Fostering a dog can be as short as one week or as long as Ashlety's current foster dog, Gracie, who she's had for 14 months. The average is usually four to six weeks.
It can get emotional at times when the dog must leave them
“It's hard to see them go. I’ve left many adoptions bawling like an idiot. But you know you feel comfortable knowing that they’re going to their forever home,” Liz said.
But once you foster a dog, you are a part of its life story. The crew still gets updates from previous dogs they have fostered.
“I get updated from every single one of my fosters so even years later, like some of my first fosters I’ve ever had still talk to me,” Ashley said.
Ruff Life rescues dogs not only from within the Quad Cities, but as far south as Oklahoma.
“They have a very high euthanized rate down in the south," Ashley explained. "And so, their shelters are super overcrowded. So we work with them to help alleviate the stress on their shelters. And we also work locally to do that as well when we are needed."
There is a process to becoming a foster parent, the first is filling out an application on their website that takes less than 15 minutes. From there they do home visits and reference checks.
If you’re not able to adopt a dog right now, the rescue recommends that you share their Facebook posts if you happen to see them.
“Share them — you never know (if) you have a friend of a friend who may be interested in adopting,” Liz said.
Besides sharing their post, you can also donate your time and money. Ruff Life holds fundraisers throughout the year and one of their biggest ones is coming up — the Egg Hunt.
This will be the fourth egg hunt that the rescue has done since they began in 2019. A family will pay 20 dollars for the crew to hide two dozen eggs filled with candy in their yard. Ruff Life usually does the front yard, but you can specify if you want the eggs put in your backyard. Last year, they had 20 volunteers deliver close to 4,000 eggs across the Quad Cities.
The second big fundraiser they have is a volleyball tournament in Long Grove.

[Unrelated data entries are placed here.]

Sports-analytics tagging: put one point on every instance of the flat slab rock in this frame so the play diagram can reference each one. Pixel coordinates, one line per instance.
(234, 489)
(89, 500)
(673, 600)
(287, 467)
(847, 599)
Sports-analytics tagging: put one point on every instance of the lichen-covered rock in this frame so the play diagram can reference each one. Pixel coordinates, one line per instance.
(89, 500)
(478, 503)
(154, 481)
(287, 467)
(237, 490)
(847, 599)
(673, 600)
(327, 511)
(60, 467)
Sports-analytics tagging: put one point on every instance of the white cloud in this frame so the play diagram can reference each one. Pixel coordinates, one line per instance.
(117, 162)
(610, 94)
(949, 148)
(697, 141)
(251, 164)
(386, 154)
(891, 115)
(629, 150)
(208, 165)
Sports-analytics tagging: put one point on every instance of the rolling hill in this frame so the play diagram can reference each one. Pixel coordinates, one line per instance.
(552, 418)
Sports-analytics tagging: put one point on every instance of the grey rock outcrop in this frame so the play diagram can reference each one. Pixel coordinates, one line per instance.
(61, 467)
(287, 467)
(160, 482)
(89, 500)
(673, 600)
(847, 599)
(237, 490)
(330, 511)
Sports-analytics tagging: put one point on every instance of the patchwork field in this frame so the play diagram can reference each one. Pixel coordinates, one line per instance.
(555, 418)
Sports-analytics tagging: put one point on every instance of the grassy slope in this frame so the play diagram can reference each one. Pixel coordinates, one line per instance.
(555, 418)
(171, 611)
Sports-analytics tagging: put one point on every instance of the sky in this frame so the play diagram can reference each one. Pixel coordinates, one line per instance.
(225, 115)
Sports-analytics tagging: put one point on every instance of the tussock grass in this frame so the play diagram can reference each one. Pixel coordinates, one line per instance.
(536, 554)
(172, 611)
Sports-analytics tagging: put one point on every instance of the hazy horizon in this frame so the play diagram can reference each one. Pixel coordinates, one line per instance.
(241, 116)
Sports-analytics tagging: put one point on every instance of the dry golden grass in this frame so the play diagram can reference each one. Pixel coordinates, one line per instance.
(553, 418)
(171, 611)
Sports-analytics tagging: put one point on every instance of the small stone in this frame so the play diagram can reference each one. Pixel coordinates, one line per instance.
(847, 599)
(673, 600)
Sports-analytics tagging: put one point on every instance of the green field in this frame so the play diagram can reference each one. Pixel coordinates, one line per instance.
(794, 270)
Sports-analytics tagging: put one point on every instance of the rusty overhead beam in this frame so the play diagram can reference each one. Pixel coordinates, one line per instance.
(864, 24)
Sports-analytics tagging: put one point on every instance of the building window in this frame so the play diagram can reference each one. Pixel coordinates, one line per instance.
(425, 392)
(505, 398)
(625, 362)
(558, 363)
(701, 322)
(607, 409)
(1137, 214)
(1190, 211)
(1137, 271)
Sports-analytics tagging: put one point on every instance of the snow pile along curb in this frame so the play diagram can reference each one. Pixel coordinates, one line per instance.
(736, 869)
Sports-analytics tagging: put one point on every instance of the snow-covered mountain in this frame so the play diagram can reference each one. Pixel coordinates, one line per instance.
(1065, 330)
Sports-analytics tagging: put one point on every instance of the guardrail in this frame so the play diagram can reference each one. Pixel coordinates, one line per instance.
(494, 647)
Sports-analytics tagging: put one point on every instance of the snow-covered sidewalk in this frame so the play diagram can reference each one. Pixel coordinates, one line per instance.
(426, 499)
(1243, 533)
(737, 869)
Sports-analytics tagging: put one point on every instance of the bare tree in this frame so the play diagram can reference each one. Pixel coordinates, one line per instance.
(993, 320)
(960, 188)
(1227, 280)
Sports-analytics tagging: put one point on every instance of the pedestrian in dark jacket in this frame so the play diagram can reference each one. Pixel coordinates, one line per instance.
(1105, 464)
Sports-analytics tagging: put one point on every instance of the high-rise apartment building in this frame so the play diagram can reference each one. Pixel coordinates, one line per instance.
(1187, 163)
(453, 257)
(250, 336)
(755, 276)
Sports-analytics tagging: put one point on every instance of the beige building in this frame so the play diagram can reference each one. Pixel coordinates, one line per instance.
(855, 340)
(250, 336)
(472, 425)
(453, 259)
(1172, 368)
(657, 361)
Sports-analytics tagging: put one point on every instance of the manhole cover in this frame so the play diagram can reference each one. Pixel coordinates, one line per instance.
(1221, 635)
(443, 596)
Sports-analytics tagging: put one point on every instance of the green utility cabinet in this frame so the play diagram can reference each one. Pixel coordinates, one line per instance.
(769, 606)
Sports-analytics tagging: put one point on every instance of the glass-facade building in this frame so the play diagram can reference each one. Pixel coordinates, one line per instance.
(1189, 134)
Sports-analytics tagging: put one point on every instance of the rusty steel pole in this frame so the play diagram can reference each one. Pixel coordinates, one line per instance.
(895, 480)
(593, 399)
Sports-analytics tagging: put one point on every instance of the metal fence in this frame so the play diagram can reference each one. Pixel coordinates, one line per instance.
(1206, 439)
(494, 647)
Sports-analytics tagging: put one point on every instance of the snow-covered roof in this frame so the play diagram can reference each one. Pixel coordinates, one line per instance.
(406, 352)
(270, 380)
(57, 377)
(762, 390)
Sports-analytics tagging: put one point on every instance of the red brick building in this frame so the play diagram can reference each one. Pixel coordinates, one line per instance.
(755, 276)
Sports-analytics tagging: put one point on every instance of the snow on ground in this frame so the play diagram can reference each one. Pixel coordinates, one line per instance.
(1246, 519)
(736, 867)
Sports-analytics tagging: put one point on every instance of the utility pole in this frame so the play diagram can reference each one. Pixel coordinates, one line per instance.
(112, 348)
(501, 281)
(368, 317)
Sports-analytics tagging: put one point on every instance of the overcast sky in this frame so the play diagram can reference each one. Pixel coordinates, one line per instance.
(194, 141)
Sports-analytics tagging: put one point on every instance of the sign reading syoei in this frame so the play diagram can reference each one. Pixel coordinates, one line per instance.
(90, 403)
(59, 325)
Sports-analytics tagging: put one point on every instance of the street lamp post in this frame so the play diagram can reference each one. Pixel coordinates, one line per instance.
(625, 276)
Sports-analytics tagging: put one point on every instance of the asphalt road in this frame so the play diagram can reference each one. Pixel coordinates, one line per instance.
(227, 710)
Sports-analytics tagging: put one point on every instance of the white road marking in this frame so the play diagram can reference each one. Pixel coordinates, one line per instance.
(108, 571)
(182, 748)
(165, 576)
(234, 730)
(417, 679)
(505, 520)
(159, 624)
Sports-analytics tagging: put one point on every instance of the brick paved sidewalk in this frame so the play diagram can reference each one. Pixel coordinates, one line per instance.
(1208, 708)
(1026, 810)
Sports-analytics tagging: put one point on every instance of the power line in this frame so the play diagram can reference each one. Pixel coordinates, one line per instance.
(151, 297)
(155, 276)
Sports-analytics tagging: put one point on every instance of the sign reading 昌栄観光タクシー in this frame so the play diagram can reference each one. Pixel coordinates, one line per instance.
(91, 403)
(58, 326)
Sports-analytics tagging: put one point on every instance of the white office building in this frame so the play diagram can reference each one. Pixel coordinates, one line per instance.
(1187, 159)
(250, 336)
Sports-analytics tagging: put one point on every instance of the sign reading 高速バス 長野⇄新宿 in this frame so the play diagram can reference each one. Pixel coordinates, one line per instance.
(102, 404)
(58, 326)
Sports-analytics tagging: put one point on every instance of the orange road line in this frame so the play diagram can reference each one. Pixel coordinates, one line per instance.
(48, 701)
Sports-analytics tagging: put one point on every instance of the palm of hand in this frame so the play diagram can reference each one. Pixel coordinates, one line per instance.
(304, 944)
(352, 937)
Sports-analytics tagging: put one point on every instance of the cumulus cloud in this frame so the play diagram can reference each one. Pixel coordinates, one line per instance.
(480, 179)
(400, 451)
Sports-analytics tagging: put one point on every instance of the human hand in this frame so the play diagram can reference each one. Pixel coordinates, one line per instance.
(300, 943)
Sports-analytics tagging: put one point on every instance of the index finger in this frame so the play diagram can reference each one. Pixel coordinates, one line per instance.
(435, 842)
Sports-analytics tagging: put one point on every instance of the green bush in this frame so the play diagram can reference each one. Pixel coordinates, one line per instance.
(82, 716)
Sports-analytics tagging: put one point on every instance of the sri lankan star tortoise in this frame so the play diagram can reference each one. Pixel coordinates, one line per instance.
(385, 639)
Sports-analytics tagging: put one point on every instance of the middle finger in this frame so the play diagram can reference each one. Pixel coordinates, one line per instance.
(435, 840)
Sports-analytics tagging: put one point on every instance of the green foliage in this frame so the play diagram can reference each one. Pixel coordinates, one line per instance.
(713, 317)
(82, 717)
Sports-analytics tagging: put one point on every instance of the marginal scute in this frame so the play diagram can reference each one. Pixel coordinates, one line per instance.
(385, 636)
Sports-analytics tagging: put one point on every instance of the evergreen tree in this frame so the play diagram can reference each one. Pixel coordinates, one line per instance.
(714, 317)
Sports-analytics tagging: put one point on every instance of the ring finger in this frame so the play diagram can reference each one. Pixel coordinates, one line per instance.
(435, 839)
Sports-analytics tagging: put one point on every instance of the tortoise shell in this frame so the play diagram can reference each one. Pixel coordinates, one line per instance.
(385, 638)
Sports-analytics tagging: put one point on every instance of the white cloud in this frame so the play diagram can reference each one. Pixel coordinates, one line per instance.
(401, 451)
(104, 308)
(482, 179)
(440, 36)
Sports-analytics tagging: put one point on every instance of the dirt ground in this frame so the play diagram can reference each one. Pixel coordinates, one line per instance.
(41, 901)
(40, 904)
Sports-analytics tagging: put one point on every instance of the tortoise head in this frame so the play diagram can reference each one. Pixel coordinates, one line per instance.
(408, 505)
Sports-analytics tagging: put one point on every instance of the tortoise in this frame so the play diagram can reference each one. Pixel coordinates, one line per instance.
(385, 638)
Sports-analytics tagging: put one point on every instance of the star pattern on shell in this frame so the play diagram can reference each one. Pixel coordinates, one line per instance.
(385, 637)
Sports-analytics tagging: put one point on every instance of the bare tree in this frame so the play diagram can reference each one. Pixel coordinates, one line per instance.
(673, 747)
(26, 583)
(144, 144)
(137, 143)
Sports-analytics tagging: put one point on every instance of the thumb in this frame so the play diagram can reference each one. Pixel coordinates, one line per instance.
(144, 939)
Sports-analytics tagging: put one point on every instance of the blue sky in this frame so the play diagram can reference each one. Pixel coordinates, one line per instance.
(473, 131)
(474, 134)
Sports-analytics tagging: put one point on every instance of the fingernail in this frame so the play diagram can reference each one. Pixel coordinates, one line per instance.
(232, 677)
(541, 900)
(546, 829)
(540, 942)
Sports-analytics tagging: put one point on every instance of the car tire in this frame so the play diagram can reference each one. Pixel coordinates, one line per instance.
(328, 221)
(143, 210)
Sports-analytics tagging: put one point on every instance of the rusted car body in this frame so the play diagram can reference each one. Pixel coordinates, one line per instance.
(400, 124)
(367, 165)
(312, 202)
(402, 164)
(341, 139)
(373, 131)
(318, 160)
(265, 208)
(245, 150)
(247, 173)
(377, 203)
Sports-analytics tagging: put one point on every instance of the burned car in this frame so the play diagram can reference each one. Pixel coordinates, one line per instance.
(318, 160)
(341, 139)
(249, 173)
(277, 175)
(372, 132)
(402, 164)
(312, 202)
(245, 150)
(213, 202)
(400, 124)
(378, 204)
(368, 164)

It is a two-day event — one for people who play at lower level and another day for people who play at a higher level. They play for bragging rights, but there are raffles, T-shirts and other prizes.
The money that has been awarded will help with the dogs' vetting needs.
“One dog that we bring in new to the rescue tends to cost about $300 if they don’t have any other specific health needs,” Sarah explained.
Adopting a dog from them only cost $250, so they are not making any money off the dog.
“Ultimately our goal is just to save as many dogs as we possibly can and the biggest way we can do that is to have fosters,” Ashley said.